Discharge from bottom plate visible to a lesser extent in images from the test preceding the failure. For subsequent tests, I will switch to using my mirrorless camera instead of my phone to avoid blown-out video.

As both discharge and grid failure occurred at the same time, I do not know which problem lead to the unsuccessful run (the images of tests three and four were taken with the same amount of voltage supplied to the system and test four shows a significantly lower amount of plasma). My hypothesis is that the grid failure was the more catastrophic of the two, as the discharge failure was present (to a lesser extent, as shown) in previous tests but I cannot be sure with my current information.

I plan to disassemble the chamber a second time to clean the sputtering residue on the chamber body and replace the failed grid with a new one manufactured with a different technique. I will continue using steel wire and silver solder for fusor 0, but will use a solder paste recommended on fusor.net¹⁹ instead of the silver bars and brazing flux I have been using. I will also further inspect the base plate and insulate any sharp points with epoxy. Hopefully, these repairs and improvements will bring fusor 0 back to its previous functionality for its 0.2 iteration.

Fusor 1:

Despite the continued potential of fusor 0, its ineffective vacuum system, weak power supply— less than half of what is required for fusion, steel grid (as opposed to tantalum or some other material)¹¹, and dangerously unshielded vacuum chamber combine to make it (despite my endless bragging at school) a primitive proof of concept at best. For this reason, I’ve decided to take what I have learned from fusor 0 and apply it to the construction of a much more advanced “research grade demo fusor.”¹²

This sort of fusor, also classified as a Proto Fusor,¹⁵ is a “fusor on its way to being a working, fusing, neutron producing fusor”¹² and will entail a significant amount of work and investment.

The clear first upgrade is the vacuum chamber itself: compared to its importance all other upgrades are peripheral. The ideal chamber is “two conflat flanges connecting two stainless steel, (SS), hemispheres to make a vacuum tight spherical chamber.”²⁰ These hemispheres would ideally form a sphere with a 6" diameter within which a 1.2" diameter²¹ tantalum¹¹ grid would be suspended. Such a chamber was projected to cost approximately $5,000 to build.

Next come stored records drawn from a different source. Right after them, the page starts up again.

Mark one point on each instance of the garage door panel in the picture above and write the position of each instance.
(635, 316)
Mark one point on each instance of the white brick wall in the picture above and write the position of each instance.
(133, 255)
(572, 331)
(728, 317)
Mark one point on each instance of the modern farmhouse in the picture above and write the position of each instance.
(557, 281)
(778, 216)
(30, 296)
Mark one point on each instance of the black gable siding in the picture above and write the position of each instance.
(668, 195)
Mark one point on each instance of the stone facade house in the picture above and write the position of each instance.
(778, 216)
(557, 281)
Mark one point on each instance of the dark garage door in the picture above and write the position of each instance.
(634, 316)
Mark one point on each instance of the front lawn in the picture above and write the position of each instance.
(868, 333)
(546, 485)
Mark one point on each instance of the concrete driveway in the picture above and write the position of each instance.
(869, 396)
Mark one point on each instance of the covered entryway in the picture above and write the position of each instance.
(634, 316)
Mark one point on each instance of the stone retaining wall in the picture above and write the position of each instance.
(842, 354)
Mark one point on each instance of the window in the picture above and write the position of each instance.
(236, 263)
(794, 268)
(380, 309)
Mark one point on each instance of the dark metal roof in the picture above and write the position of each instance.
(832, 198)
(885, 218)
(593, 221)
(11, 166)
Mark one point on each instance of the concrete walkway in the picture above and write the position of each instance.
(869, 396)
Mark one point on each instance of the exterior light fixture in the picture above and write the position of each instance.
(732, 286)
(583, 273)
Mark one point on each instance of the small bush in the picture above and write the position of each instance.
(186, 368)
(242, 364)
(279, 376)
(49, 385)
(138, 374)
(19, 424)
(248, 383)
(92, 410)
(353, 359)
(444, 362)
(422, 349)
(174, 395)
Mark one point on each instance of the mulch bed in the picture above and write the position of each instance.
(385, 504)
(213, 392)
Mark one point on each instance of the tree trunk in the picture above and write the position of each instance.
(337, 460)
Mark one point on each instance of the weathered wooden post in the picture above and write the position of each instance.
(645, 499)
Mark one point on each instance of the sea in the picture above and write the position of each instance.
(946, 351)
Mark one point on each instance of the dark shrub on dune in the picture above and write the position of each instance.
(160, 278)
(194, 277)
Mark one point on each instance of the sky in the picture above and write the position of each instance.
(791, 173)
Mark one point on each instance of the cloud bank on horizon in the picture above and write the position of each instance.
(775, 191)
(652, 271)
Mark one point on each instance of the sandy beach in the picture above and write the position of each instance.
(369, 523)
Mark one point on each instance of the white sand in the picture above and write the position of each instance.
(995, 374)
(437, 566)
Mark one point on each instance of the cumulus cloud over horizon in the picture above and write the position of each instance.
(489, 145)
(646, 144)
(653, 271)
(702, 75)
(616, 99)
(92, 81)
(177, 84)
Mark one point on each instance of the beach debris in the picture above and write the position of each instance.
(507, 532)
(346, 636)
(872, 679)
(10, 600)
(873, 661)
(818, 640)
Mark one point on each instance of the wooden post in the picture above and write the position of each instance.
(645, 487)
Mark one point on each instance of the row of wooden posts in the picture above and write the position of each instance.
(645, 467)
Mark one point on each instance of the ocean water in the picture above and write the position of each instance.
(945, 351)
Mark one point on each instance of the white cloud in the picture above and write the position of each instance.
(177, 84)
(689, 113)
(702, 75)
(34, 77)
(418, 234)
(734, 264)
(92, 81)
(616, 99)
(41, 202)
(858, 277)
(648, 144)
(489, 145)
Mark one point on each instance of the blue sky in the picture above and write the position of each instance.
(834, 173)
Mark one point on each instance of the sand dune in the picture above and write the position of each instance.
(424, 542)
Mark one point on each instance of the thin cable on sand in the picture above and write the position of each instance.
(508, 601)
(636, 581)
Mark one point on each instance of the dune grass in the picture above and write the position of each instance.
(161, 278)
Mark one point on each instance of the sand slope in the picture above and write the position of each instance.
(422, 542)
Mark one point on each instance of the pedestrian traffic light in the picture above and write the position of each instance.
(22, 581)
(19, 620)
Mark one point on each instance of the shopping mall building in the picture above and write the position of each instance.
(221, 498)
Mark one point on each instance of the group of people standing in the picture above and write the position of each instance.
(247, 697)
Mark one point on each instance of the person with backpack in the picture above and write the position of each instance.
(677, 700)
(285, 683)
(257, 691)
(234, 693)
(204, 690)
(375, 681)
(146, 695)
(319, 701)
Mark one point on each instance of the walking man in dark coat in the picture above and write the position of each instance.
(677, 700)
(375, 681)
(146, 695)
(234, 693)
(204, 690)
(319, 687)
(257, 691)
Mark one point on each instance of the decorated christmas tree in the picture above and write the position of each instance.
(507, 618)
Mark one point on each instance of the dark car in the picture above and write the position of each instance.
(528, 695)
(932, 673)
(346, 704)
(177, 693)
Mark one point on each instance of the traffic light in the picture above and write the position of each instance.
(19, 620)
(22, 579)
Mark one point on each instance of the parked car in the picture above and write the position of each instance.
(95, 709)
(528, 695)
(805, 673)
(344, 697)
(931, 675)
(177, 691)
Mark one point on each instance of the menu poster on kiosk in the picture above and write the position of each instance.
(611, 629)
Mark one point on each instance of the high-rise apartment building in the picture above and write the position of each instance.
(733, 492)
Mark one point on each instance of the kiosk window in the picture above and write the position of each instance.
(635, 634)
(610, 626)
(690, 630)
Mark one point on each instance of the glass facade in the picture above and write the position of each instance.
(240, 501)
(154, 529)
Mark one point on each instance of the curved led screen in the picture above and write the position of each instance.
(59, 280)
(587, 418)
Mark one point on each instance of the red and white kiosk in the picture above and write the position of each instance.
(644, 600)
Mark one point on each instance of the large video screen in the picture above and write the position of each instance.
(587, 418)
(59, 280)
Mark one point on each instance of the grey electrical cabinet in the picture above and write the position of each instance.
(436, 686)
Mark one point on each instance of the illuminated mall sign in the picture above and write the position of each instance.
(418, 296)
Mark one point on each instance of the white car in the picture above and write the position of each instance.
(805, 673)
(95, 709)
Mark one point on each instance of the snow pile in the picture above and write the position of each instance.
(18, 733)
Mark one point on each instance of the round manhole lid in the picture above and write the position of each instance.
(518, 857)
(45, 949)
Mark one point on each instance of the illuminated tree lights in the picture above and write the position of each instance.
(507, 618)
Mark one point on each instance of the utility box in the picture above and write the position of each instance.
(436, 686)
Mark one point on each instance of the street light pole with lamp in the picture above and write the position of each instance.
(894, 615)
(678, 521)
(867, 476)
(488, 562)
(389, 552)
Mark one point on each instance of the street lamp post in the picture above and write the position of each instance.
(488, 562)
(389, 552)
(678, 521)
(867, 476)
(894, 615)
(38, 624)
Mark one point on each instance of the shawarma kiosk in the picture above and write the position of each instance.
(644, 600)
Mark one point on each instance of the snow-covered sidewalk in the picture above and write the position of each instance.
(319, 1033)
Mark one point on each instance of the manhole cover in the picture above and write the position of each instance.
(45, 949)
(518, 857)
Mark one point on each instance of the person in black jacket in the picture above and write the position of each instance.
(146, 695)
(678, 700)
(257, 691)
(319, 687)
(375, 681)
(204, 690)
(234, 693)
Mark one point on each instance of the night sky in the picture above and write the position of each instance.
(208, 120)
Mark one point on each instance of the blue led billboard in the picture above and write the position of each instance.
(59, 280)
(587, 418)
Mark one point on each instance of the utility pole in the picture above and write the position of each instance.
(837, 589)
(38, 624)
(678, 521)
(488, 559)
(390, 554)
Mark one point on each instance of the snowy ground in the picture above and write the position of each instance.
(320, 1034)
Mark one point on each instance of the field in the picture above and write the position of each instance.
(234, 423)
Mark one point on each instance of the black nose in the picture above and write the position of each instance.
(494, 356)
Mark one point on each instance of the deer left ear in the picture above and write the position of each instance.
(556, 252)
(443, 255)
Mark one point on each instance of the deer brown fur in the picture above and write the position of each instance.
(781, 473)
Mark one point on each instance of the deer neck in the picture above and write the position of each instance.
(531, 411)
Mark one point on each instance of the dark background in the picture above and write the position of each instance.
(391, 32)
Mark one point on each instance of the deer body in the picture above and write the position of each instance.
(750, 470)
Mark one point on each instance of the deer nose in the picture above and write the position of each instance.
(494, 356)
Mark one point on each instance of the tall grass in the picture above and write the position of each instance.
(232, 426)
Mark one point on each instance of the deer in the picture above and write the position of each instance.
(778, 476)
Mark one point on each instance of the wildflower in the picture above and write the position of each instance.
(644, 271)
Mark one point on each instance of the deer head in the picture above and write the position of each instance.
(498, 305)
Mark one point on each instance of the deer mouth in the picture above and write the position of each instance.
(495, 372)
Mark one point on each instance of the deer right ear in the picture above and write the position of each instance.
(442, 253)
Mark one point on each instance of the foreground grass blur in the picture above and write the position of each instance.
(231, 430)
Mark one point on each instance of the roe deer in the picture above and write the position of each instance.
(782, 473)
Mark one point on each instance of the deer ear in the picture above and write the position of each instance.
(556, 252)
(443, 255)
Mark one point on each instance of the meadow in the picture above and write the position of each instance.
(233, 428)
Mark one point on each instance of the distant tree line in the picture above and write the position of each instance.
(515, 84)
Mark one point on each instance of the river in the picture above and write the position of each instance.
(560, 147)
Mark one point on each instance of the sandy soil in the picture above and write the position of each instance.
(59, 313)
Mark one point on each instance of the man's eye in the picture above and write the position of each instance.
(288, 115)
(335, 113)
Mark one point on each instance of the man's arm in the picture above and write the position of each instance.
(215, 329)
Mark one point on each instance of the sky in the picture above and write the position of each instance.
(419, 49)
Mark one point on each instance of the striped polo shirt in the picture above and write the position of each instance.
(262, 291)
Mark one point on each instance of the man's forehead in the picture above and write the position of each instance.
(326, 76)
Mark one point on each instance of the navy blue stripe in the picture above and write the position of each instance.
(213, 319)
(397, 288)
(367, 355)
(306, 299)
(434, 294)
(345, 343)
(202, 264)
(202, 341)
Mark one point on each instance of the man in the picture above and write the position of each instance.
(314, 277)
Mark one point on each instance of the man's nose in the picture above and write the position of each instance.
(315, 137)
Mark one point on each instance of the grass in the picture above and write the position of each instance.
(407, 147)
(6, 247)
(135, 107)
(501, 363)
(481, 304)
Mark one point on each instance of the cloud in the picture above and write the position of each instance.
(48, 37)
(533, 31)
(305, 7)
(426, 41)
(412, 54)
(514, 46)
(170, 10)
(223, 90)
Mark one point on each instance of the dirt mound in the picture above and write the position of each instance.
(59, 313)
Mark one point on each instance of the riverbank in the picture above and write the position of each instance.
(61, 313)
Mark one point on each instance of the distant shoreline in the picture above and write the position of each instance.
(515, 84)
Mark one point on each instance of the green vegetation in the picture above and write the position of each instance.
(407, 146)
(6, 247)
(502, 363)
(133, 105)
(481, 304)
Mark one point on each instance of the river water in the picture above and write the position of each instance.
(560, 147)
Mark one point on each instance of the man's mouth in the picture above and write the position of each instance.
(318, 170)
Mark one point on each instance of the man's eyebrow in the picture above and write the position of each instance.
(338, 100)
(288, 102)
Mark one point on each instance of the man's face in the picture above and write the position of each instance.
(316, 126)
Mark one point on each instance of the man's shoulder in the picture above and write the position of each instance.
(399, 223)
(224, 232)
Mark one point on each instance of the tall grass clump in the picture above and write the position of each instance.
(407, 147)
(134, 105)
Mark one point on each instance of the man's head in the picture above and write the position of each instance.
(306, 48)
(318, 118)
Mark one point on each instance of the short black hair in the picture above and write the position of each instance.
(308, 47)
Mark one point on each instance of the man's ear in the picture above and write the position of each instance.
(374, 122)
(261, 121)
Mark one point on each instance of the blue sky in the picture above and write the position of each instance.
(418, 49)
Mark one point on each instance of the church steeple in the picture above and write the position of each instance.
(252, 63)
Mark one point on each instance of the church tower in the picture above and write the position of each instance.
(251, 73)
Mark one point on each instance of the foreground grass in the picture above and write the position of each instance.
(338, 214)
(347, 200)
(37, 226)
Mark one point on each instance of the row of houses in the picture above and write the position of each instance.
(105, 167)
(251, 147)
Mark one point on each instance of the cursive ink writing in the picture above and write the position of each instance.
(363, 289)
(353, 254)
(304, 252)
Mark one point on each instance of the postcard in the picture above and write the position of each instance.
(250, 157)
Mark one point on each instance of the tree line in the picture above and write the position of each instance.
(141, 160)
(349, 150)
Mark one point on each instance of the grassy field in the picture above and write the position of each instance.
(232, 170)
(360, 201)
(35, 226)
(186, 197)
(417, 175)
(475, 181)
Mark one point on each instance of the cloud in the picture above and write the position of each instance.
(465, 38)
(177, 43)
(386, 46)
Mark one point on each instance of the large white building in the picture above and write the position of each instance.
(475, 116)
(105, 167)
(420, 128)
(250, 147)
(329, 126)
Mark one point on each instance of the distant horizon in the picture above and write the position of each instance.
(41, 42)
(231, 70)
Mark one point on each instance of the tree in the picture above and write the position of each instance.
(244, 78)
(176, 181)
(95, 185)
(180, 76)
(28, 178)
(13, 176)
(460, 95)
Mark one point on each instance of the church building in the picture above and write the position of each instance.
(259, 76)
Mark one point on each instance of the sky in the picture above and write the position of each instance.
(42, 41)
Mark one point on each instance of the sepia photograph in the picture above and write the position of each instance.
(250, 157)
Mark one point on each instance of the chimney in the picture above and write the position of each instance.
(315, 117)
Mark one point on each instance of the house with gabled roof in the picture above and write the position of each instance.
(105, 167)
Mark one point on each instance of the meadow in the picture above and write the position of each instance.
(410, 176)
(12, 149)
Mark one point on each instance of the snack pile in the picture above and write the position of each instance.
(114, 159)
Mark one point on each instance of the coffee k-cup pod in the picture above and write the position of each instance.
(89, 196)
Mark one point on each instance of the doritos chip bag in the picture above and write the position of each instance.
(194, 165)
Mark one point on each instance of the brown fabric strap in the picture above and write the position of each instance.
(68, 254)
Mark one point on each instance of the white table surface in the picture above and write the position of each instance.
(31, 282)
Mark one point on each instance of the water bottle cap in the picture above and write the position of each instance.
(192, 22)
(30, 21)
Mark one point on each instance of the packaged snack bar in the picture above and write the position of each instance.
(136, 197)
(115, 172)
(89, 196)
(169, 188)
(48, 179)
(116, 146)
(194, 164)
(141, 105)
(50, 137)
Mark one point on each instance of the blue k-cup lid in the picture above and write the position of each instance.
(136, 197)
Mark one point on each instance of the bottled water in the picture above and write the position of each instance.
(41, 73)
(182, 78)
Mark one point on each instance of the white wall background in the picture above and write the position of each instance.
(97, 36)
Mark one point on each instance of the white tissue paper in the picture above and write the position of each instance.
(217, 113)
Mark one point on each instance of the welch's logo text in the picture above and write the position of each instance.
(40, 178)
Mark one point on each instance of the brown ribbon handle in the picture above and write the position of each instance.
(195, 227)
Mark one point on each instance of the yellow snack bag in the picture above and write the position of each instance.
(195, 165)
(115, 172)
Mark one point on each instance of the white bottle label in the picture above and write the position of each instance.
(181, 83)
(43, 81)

Such an expense is far outside of my budget, so I took to eBay to scrounge for serviceable backup options. After more research, and a seemingly never-ending cycle of finding an affordable chamber and then learning that it was either damaged or otherwise unusable for my purposes, I found a square chamber²². I had (and have) not seen a square fusor chamber, so I made a post on fusor.net requesting advice.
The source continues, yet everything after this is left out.